GLOBAL FUND SECRETARIAT IS UNDERGOING A REORGANISATION
David GarmaiseArticle Type:
Article Number: 4
ABSTRACT The Global Fund Secretariat is in the midst of a reorganisation launched by the new General Manager, Gabriel Jaramillo.
The Global Fund Secretariat is in the midst of a reorganisation launched by the new General Manager (GM), Gabriel Jaramillo. The reorganisation won’t be complete until the end of March 2012, but the broad strokes have already been announced.
Under the new structure, there will be three major divisions reporting to the GM:
1. Grant Management (headed by Mark Edington)
2. Strategy, Investment and Impact (headed by Debrework Zewdie, the Deputy GM)
3. Resource Mobilization and Donor Relations (headed by Christoph Benn).
Under the old structure, there were five divisions (called clusters) plus a Deputy Executive Director, reporting to the Executive Director. (The GM has assumed all of the powers of the former Executive Director.) Although there will be fewer heads of divisions reporting to the GM under the new structure, eight support units will report directly to the GM, including Finance, Legal, Human Resources, and External Communications.
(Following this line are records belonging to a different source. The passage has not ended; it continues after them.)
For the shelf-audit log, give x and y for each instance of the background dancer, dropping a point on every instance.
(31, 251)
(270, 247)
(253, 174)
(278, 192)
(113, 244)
The Civil Society Team that existed under the old structure (in the Partnership Unit) has been disbanded. Some of its functions have been transferred to the new Grant Management Division. The Global Fund wants to ensure that the principle of civil society participation is integrated into all aspects of the Fund’s work, including the work of fund portfolio managers. In addition, a new unit, called “Political and Civil Society Advocacy” is being established in the Resource Mobilization and Donor Relations Division. The Global Fund hopes that the new unit will bring more civil society voices into the task of resource mobilisation.
In the new Grant Management Division, the largest of the three divisions, three units have been established to manage grants in what the Global Fund considers to be “high impact” countries. Two of the units will manage high impact grants in Africa, and the third will manage high impact grants in Asia. Collectively, these three units will manage grants in countries that account for more than 70% of the global burden of HIV/AIDS, TB and malaria. Other grants in Africa and Asia, as well as all grants in other regions, will be managed by two other units.
In a letter to Board members, Mr Jaramillo said that the new structure will result in a Secretariat that is “more responsive and more effective” and that the new structure will simplify administrative processes and strengthen financial management.
The restructuring will not change the overall number of positions in the Secretariat which is currently set at 605.
More details will be announced once the reorganisation is complete.